Apparently, one of the upsides of dying young is that I will never have to be old and incontinent.  Or lose my mind - though that's questionable even now.

But am I really dying young?  In the grand scheme of things and with a historical perspective, late 40's is quite a ripe old age really.  Had I been born 200 years ago, I probably wouldn't have made it out of infancy.  Even today, should I have been born in Zimbabwe, my life expectancy would be around 43.

It is all a bit of a pickle statistically though, this life expectancy thing.  Apparently the trick is to live to adulthood, then your life span becomes longer.  Huh?

In classical Roman times, when you were born, your life expectancy (ie the average age of death) was 28.  However, should you manage to hang on until you were 15, the life expectancy figure raised to 52.

And and and, then they throw in figures for a "healthy life" expectancy, as opposed to a life expectancy.
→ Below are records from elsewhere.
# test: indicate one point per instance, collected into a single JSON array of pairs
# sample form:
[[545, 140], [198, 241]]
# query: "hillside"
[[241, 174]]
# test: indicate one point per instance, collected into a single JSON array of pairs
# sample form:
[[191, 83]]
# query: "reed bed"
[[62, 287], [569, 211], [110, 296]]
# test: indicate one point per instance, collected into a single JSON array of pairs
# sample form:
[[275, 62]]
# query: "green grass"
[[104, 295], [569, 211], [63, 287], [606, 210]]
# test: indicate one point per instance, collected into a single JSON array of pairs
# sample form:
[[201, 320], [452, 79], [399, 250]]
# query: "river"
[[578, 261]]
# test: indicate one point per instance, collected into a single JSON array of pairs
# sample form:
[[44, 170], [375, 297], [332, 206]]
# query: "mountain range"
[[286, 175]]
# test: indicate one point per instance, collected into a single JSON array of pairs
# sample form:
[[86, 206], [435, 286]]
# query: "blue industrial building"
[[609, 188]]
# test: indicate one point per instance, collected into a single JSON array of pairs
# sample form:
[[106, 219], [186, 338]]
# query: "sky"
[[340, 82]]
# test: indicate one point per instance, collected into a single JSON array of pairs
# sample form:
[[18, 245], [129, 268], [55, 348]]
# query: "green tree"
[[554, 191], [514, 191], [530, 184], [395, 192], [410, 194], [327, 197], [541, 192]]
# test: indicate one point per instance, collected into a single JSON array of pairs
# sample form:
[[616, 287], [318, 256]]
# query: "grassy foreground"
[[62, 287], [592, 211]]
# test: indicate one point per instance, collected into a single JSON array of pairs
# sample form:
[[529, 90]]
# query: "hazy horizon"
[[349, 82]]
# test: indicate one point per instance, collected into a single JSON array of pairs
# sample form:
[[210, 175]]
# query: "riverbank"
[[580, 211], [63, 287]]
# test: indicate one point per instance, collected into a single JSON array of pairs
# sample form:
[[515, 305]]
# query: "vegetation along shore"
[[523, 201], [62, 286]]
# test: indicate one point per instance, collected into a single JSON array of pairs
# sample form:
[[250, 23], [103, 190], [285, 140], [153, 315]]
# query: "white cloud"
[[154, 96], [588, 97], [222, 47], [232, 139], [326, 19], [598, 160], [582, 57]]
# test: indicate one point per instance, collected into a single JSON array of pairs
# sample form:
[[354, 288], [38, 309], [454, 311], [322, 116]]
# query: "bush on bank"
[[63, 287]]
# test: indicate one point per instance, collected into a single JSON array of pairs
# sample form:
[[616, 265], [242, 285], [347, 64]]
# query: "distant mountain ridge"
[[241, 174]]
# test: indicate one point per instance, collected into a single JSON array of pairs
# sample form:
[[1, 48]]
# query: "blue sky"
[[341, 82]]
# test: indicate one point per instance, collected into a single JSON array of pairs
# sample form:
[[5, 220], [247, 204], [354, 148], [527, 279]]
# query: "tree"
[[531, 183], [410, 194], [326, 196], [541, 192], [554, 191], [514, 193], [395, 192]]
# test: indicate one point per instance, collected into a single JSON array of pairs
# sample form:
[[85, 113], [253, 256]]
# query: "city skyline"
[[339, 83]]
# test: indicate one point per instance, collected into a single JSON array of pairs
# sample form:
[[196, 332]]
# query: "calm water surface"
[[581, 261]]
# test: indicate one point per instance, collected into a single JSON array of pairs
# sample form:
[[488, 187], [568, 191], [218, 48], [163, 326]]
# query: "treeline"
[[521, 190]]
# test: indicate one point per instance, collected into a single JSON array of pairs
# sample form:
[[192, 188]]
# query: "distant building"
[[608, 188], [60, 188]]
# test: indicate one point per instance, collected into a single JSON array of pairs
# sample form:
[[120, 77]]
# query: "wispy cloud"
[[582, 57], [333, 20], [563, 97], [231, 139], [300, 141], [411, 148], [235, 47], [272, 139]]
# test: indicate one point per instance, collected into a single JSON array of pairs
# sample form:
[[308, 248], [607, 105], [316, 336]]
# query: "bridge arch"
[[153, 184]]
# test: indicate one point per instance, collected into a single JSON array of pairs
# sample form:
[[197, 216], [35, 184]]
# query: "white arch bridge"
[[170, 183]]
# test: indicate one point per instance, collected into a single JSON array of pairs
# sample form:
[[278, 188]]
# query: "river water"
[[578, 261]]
"World Health Organization publishes statistics called Healthy life expectancy (HALE), defined as the average number of years that a person can expect to live in "full health", excluding the years lived in less than full health due to disease and/or injury"

Some of you will know what I think about WHO and their statistics in relation to BMI (which is a population screen, not a measure of physical or mental health, other than in a vague handwaving, you look fine, kind of way).

I am somewhat bemused that I cannot work out my HALE but am working on the whole "I lived to be an adult - whoop" thing.